The surprising effectiveness and dense emotional landscape of The Descendants comes from Payne’s ability to touch on so many relevant themes without feeling labored, and the director never strains to provide a pointed conclusion to his unique thoughts on family, wealth, parenthood, marriage, and, yes, death. The rich man chooses to do what is best for the community and, in tow, regains trust and hope in his children, but his redemption isn’t clean, nor is he a man reborn. The film’s best moment is King’s exhilarating run from his home to the home of a couple who knew about Speer before he did, which suggests an explosive madness in King, an unseen, wild desperation. But the film’s most surprising moment is when King kisses Speer’s wife on the lips, right after more or less exonerating Speer of his deeds. In Payne’s world, forgiveness is an intensely personal matter, one that doesn’t necessarily mean that you’re going out the back door quietly.

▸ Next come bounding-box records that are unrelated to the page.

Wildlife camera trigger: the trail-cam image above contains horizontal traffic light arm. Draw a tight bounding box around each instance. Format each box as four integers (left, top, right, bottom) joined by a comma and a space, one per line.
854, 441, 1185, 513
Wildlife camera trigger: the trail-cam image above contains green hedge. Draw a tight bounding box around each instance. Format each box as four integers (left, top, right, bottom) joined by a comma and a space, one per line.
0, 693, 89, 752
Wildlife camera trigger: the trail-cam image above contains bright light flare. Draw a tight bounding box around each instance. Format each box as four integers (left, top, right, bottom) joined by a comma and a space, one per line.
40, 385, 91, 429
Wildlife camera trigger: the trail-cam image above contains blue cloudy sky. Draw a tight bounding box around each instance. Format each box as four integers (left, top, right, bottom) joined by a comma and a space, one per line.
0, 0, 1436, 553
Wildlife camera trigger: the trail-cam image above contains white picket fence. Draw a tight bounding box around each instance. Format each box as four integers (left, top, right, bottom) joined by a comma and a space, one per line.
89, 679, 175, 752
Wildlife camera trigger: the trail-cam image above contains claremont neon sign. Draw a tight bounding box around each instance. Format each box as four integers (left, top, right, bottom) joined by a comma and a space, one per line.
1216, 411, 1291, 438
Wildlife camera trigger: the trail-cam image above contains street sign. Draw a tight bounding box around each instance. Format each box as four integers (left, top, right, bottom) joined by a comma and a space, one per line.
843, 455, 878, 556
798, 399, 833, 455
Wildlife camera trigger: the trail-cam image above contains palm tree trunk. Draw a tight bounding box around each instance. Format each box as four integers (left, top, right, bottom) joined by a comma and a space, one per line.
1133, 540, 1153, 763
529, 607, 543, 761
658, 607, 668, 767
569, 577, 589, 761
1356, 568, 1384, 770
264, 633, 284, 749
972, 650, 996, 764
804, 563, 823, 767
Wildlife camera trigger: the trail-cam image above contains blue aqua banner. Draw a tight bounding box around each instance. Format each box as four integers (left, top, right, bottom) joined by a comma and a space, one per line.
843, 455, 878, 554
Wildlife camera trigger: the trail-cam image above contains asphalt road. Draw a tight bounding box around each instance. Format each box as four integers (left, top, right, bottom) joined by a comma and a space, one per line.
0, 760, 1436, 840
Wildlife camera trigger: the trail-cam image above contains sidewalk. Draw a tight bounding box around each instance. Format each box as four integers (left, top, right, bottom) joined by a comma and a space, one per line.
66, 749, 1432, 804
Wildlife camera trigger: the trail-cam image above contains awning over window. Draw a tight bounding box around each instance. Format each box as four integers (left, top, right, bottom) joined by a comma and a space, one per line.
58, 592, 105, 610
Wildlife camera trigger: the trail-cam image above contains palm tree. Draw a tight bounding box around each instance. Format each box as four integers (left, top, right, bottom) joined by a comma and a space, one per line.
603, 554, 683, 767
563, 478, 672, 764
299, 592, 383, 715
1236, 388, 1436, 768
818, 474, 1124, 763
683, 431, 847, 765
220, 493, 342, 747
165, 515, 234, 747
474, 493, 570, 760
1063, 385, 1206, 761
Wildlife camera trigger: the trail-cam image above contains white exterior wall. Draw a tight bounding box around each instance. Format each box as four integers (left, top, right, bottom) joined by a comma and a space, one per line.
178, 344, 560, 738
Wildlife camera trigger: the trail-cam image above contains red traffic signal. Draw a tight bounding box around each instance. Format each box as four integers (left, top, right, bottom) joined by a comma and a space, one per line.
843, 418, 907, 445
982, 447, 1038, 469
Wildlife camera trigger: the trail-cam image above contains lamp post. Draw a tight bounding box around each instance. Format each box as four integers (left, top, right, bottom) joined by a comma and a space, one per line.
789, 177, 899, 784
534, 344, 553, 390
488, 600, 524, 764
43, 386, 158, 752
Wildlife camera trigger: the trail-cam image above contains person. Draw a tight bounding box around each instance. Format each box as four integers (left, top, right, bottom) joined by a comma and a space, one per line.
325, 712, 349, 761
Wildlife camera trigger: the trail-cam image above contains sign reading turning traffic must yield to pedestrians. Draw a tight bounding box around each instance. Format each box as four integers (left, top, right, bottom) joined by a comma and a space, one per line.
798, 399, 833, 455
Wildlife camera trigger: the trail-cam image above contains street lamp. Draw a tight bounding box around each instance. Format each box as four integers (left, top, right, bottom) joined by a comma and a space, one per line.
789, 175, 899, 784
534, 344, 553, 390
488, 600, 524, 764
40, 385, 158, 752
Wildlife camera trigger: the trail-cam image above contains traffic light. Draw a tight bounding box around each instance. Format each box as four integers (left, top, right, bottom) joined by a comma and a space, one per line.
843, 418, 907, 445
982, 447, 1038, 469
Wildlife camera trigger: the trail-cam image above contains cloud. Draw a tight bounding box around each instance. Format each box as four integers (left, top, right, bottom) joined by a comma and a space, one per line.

Fox's 1080p/AVC-encoded transfer handles colors, especially greens and blues, remarkably well, which makes all the difference. The island's forestry looks absolutely stunning and the water is clear and sparkling. Clarity and texture are also fantastic, catching the details of the Hawaiian decors and clothing beautifully; Hawaiian architecture and Monsieur Bahama have rarely looked this good. The audio is also impressive. Alexander Payne, Nat Faxon, and Jim Rash 's superb dialogue is out front, while the tropical ambience, sound effects, and traditional songs are balanced exceptionally well in the back mix. This is a very good package for what is ostensibly a very modest film.
The deleted scenes are the big gimme here, and Payne introduces them warmly. Each scene is interesting and wouldn't have felt out of place in the film's extended narrative. The making-of featurettes, however, are largely throwaways, including ones on casting, George Clooney's persona, island life, and Payne. There are two particularly interesting featurettes dealing with the history of Hawaii, one of which features beautiful early footage of a traditional Hawaiian parade. A video conversation between Clooney and Payne is also a worthy watch, though I wished that the entire cast were able to discuss the work as an ensemble. Music videos, a theatrical trailer, and DVD and digital copies of the film are also included.
Alexander Payne's lovely, resonant fifth film does the hula on a lonely island of imminent death and wasted life, and receives an excellent transfer from Fox, coupled with a mixed bag of extras.